My Sunday Guardian column.
Most
of the fiction I found noteworthy in 2012 was in translation. Here, there was
all the inventiveness, ideas and engagement one looked for – often
unsuccessfully – in fiction from the English-speaking world. In no particular
order, here’s a selection of this year’s titles: a choice that’s both personal
and random, given the ones I haven’t yet read (Laszlo Karsznahorkai, Robert
Walser) and the ones I haven’t yet been able to get hold of (Bernardo Atxaga,
Daniel Sada).
To
begin with, Laurent Binet’s HHhH,
translated from the French by Sam Taylor, about the British secret service plot
to kill Reinhard Heydrich in 1941. (If you’ve seen Operation Daybreak, you already know the story.) HHhH is historical fiction that plays
with the conventions of fiction by putting the author’s own misgivings about
realism and recreation at its heart. Criticized for the occasionally clunky
prose and being too clever by half – with some justification – it’s nevertheless
wholly absorbing and engaging.
Also
from France is Philippe Claudel’s The
Investigation, translated by John Cullen, which tries to out-Kafka Kafka
with the story of an unnamed investigator’s efforts to plumb the workings of an
entity known as the Firm. As the Investigator spirals towards his nemesis,
events become even more nightmarish; an effect balanced by the questions
Claudel raises about facelessness and capitalism, among others.
Then,
there’s Herman Koch’s The Dinner,
translated from the Dutch by Sam Garrett, which has surface similarities with
Polanski’s Carnage, but is wickeder
and more startling than the movie.

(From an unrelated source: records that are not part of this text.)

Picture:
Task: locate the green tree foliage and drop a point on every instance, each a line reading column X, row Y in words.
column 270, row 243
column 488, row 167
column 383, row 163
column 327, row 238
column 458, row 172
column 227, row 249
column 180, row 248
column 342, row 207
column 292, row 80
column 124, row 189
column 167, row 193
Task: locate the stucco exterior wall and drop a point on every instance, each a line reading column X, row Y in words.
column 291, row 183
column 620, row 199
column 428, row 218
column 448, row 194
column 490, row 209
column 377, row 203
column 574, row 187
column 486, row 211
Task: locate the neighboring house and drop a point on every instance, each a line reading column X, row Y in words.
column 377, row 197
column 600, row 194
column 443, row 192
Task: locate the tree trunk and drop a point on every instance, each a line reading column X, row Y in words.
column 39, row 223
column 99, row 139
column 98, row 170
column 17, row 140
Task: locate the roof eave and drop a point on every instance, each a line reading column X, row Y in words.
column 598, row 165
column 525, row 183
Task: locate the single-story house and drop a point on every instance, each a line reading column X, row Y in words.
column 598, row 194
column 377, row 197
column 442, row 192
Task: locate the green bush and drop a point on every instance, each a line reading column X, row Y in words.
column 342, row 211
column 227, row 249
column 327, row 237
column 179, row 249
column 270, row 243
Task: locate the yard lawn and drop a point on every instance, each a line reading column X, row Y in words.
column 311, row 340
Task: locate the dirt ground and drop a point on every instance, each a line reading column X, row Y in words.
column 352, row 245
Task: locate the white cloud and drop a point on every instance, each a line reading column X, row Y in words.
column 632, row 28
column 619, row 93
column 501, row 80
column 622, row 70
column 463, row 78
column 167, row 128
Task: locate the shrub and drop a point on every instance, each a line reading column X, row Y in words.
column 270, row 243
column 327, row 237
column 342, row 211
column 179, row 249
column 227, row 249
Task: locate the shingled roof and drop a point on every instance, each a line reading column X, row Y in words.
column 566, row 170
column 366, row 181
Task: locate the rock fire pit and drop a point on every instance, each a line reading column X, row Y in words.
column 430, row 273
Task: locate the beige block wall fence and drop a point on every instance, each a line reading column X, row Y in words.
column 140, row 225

Skillfully paced, it depicts the
manipulations beneath the surface when two couples meet to discuss their sons’ involvement
in an unexpected act of violence, with a denouement that’s as unexpected.
The
novel that lays claim to be the most ambitious and luminous of the lot goes to
Andres Neuman’s Traveller of the Century,
translated from the Spanish by Nick Caistor and Lorenza Garcia, which begins
with a stranger arriving at a fictional German town in the nineteenth century.
It’s been called an example of a “total novel”, encompassing a love story, a
murder mystery and debates on art, literature, politics and feminism. Sprawling
and bulky but never dull: one of those long novels where the length doesn’t
matter.
Also
in Spanish, and translated by Rosalind Harvey and Anne McLean, is Enrique
Vila-Matas’s Dublinesque. This consciously
literary novel deals with a trip taken by a Barcelona publisher to Dublin to
commemorate his own vision of Bloomsday, and is haunted by the spirit of Joyce
– but also by others such as Beckett and Larkin. I hesitate to use the word
“inimitable”, but that’s what Vila-Matas’s novels always turn out to be.
It’s
long and digressive and stuffed with minor characters, but Grigor von Rezzori’s
An Ermine in Czernopol, first
published in 1958 and now translated from the German by Philip Boehm, is
endlessly fascinating, with prose that alternates between the ironic and the
nostalgic. Set in a small town of the former Austro-Hungarian Empire between the
world wars – a place and era lost to time -- it deals with the tragicomic fate
of a Quixote-like hussar, a humourless man in a place that values humour.
The
Switzerland-based Peter Stamm’s Seven
Years was one of my favourites of last year and he follows it up with a
short story collection, We’re Flying,
translated by Michael Hoffman. In a quiet, sparse, but by no means unaffecting
manner, Stamm records the lives of ordinary folk who oscillate between memories
of happiness and dealing with its loss, leaving them – as the man with the horn
said – kind of blue.
Finally,
from the other side of the globe is Fuminori Nakamura’s The Thief, translated from the Japanese by Satoko Izumo and Stephen
Coates. This tells of a Tokyo pickpocket who takes palpable pleasure in his solitary
craft before being caught up in a web of events he’s unable to control. These cleverly
delineated sequences of action and reaction create an atmosphere of brooding
noir and raise questions that are more existential than criminal.